Le Bronx (1,4 million d’habitants) est le berceau du hip-hop et un terrain de jeux pour gangsters, même si le maire de New York, le Républicain Michael Bloomberg, a réussi à sécuriser ce quartier, comme Harlem, donnant de sérieux tours de vis après les attentats du 11 septembre 2001. Les lieux de détente du Bronx —le zoo, les jardins botaniques et la plage de City Island— sont bien connus par les New Yorkais.

«Le Bronx est chouette, affirme Jessie, une étudiante blanche de Manhattan. C’est tout à fait possible de s’y promener dans la journée, même s’il vaut mieux éviter d’y aller seule tard le soir.»

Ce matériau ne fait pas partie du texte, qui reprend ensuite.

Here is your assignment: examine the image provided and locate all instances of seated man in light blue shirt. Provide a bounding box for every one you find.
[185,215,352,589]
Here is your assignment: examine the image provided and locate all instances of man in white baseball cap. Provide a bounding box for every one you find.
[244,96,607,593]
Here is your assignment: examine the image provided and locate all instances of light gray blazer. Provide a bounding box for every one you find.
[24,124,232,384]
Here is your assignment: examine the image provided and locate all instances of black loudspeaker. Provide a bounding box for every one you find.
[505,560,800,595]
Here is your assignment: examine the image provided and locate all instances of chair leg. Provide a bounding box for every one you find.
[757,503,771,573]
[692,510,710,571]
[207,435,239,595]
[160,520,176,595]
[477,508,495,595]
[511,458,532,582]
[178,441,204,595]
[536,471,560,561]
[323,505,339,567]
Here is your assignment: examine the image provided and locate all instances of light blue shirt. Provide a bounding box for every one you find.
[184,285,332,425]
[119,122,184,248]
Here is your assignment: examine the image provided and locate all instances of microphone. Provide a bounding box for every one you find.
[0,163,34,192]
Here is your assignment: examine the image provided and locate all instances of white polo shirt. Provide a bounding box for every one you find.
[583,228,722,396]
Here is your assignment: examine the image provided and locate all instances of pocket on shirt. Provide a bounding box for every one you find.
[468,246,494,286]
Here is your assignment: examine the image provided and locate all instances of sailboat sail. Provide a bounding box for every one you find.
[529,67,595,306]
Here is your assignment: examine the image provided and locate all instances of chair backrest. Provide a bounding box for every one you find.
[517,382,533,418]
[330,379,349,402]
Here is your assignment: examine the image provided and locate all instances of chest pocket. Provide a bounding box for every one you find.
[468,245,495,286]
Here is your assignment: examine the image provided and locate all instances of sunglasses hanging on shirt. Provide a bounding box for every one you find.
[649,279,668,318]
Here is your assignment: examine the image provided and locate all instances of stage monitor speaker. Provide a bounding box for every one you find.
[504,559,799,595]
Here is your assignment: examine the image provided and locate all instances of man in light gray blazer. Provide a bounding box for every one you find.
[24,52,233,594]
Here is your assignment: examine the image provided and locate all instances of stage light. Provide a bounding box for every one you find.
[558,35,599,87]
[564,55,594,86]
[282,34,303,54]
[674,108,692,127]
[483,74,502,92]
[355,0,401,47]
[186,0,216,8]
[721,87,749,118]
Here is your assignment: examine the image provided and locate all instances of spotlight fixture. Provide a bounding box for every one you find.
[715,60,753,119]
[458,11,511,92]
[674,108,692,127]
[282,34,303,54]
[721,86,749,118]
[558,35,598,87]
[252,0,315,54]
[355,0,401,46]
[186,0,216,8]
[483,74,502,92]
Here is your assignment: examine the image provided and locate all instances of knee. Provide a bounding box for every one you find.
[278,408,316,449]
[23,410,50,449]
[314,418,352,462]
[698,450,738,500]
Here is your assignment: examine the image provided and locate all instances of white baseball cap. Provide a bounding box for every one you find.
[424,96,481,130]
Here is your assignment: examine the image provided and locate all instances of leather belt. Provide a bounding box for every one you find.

L’arrondissement, qui doit sa mauvaise réputation aux projects, ces barres d’immeubles avec appartements bon marché, déroule aussi de vastes quartiers résidentiels pour classes moyennes, avec petites maisons de bois, quelques mètres carrés de gazon et des drapeaux américains aux balcons.

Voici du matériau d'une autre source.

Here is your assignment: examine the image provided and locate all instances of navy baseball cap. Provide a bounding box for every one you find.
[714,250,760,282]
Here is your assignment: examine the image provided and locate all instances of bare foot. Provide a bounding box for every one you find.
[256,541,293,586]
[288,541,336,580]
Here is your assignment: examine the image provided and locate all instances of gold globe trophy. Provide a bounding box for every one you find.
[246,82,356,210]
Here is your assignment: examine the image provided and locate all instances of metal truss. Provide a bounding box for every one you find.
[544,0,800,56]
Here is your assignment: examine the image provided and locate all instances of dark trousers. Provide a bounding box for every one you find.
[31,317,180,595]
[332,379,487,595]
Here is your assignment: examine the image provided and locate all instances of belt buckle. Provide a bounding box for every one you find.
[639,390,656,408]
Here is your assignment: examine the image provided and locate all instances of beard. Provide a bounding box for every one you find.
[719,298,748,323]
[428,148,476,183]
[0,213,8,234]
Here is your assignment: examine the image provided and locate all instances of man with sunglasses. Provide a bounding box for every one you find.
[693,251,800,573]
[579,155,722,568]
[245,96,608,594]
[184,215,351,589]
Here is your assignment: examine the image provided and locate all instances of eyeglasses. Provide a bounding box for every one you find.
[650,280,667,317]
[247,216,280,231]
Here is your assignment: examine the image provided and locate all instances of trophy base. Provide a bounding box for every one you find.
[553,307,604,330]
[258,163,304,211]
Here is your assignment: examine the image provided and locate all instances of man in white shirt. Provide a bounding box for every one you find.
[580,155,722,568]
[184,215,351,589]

Dans les zones plus proches de Grand Concourse et de Harlem, on y croise de jeunes noirs aux barbes sophistiquées et au style checkdown: les ceintures retiennent miraculeusement les pantalons juste sous les fesses, tous caleçons dehors. Du rap, volume à fond, s’échappe des fenêtres ouvertes des voitures.

En 2000, l’arrondissement comptait 30% de blancs, 36% de noirs, 3% d’Asiatiques et bien des minorités africaines venues du Nigeria, du Congo, du Liberia et de Sierra Leone. Sur ce total, 48% d’hispaniques qui parlent espagnol à la maison.

Le rêve américain?

Dans un taxi, un chauffeur africain-américain écoute à la radio le pamphlet d’un imam noir:

«Des frères noirs comme du charbon et beaux dans leur négritude viennent de France et disent qu’ils sont Français. Ce sont des vendus. Quand on leur demande: “Mon frère, d’où viens-tu vraiment?”, ils répondent: “Je viens de Paris” [en français, ndlr]. Ils ne veulent pas dire qu’ils sont du Nigeria ou de la Somalie.

Ici, nous ne sommes pas des Américains! Nous sommes des Africains-Américains. Tout ce qu’on peut faire, c’est d’essayer d’être à égalité avec les Américains. Mais on sait qu’on pourra croupir en prison et ne jamais avoir de procès équitable dans ce pays, simplement parce qu’on est musulman, point final.»

Chérif Mamadou Diallo écoute la tirade, sourire aux lèvres, impassible. La croisade des Black Muslims, héritiers de Malcom X, ce n’est pas son histoire. Lui met son boubou pour aller à la mosquée tous les vendredis et il sait parfaitement qui il est: un émigré guinéen, qui vit à la guinéenne, avec des coups de blues américains, parfois, sur lesquels il ne veut pas s’étendre. Son aventure aux Etats-Unis c’est le rêve de toute une génération dans son pays.

Mais comme beaucoup de ses amis, il ne se voit pas comme un modèle de réussite. Bien des immigrés africains du Bronx savent qu’ils vont finir leur vie ici. Leurs rêves de retraite dorée sous les manguiers de Conakry risquent de s’évaporer, faute de moyens financiers. Certains ne font le vol du retour que dans un cercueil, lorsqu’il faut rapatrier leur corps.